I then took to programming an unlocked example, again in R, as I was more familiar with the matrix notation in R than I was in python at that stage. R is not as friendly with string manipulation as python is, but every problem has a solution.

The program is structured to have the following properties:

  • A sentence of a “target” length of characters is generated randomly from the library of 53 characters. The target sentence can consist of any sequence of letters.
  • For this example, it consisted of the sentence: “Methinks It Is Like a Weasel”, printed with the capitals in place.
  • The target sentence the produces 5 copies of itself, one letter at a time, with each letter having a 5% chance of incorporating a random character from the character library.
  • The 5 sentences or “progeny” are each evaluated for the fraction to which it resembles the target sentence.
  • The “progeny” with the highest resemblance to the target sequence, is chosen as the new parent and the cycle is repeated.

This is the result:

Mutation of random characters to target sequence.

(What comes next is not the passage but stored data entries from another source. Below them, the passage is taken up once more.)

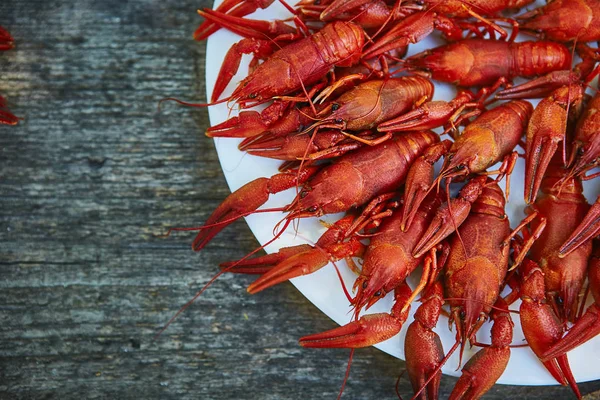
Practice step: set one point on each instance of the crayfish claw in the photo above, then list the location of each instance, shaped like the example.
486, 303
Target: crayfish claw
587, 229
300, 264
367, 331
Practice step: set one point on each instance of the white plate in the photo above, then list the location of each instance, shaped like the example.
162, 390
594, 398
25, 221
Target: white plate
323, 287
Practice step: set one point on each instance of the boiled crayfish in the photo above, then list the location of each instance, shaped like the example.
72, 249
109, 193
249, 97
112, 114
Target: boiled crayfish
354, 132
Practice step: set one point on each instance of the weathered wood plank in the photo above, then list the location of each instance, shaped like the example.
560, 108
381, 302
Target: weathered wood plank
89, 178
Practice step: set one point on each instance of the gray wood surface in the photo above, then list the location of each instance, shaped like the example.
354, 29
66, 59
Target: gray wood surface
89, 177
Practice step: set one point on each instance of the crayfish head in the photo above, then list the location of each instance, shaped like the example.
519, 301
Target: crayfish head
369, 290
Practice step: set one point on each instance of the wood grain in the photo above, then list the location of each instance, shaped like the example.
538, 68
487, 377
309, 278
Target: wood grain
89, 178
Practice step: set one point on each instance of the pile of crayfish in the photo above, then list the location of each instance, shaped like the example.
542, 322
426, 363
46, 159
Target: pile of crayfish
6, 117
352, 119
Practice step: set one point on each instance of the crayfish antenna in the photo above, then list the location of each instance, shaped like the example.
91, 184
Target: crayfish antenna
437, 369
347, 374
189, 104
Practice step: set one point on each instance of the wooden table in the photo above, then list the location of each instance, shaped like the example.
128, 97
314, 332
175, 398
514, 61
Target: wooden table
89, 178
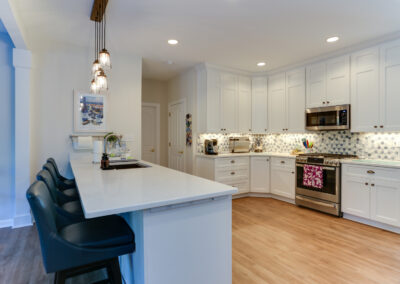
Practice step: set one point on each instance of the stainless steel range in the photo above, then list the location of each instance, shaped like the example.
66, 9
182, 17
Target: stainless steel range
325, 194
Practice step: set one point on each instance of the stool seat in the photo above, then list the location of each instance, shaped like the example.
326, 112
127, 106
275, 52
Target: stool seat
101, 232
73, 207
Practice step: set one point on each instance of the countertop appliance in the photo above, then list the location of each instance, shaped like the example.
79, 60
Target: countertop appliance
239, 144
327, 198
328, 118
211, 147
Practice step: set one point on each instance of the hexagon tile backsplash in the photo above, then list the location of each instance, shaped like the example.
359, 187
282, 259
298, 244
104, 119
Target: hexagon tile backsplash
364, 145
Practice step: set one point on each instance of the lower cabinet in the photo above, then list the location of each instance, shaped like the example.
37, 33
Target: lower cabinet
259, 174
283, 177
372, 193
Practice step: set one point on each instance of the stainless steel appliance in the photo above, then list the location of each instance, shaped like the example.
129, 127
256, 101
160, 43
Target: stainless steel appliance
328, 118
211, 147
325, 199
239, 144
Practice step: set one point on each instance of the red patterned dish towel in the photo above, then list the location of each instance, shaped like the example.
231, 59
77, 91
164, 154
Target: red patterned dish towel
313, 176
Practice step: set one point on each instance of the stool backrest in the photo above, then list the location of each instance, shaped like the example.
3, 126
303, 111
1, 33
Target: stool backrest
46, 177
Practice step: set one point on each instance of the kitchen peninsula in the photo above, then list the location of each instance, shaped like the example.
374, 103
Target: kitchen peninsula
182, 223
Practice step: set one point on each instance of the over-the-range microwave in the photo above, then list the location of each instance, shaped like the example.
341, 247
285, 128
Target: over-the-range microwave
328, 118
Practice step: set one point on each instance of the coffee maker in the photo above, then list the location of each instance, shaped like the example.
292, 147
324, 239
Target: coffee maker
211, 147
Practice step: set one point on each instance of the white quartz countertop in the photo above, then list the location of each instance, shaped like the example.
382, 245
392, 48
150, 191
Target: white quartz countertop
250, 154
118, 191
373, 162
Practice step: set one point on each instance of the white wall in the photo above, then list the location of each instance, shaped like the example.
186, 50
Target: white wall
7, 129
184, 86
155, 91
54, 76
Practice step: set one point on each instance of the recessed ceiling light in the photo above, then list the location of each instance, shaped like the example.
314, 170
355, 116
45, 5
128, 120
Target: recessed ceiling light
332, 39
172, 41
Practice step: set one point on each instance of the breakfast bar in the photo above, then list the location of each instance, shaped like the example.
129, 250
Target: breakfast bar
182, 223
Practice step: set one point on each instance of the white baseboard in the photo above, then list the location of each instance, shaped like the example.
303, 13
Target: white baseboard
264, 195
22, 221
6, 223
372, 223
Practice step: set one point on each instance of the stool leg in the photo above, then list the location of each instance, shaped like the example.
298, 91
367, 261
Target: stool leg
60, 277
114, 271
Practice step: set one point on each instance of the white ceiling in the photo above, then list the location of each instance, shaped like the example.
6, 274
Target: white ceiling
231, 33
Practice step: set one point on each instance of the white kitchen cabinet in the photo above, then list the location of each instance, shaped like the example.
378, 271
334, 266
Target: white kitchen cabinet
295, 97
365, 99
390, 86
244, 104
259, 174
372, 193
328, 83
259, 100
283, 177
277, 103
286, 101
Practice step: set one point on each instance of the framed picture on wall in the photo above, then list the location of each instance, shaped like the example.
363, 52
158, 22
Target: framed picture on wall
90, 112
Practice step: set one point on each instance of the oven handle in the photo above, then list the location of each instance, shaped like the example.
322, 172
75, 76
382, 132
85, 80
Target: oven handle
325, 168
316, 202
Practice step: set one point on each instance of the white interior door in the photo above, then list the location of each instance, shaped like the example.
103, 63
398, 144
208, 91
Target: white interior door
151, 133
176, 133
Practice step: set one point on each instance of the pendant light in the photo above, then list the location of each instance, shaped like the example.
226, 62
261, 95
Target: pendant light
104, 55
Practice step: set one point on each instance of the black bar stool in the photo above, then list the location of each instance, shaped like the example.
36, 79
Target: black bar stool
64, 182
81, 247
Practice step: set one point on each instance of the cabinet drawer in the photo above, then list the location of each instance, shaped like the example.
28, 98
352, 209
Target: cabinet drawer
371, 172
283, 162
232, 162
231, 173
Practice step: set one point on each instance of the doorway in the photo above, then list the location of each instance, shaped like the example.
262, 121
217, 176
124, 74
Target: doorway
151, 132
176, 135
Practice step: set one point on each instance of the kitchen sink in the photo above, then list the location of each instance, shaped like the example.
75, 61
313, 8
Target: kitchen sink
127, 166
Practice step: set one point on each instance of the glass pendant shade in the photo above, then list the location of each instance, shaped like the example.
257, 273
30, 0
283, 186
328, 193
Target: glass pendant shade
101, 81
95, 67
93, 87
105, 59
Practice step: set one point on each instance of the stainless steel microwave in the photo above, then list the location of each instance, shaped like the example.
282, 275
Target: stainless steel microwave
328, 118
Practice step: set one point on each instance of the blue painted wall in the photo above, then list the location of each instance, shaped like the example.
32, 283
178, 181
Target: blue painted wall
6, 127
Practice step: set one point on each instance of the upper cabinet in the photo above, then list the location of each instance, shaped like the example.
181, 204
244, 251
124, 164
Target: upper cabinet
259, 100
286, 101
223, 101
375, 88
328, 83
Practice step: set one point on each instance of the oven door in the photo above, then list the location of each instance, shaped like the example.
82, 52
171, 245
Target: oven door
331, 183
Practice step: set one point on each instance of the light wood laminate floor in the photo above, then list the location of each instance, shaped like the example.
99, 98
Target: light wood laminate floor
277, 242
273, 242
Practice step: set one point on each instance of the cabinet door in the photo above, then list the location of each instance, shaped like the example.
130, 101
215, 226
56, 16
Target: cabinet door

Unlocked example of evolution of the sentence to it target sequence.

Interesting observations from this results it that the correct sequence evolves (over many more generations than for the locked example) with selection coefficients attributed to the progeny of each generation, completely arbitrarily. We chose to allocate the selection coefficient that allows for evolution to the target sequence, but by allocating the lowest selection coefficient to the progeny with highest resemblance, we could probably evolve an opposite sentence to our target, whatever that would look like.

The validity of this coding approach is open for debate, should there be any resistance, but it was written according to the example algorithm on the bottom of the wiki/Weasel_program page.

I found it to be an immensely educational to program these codes, and I will pursue the next phase of recreational programming to evaluate how to manipulate the selection coefficients with respect to the environment in which any sentence finds itself, relative to the frequencies of rival sentences, along the lines of game theory, if it is conceivable to code such an example. I hope it is not a bridge too far.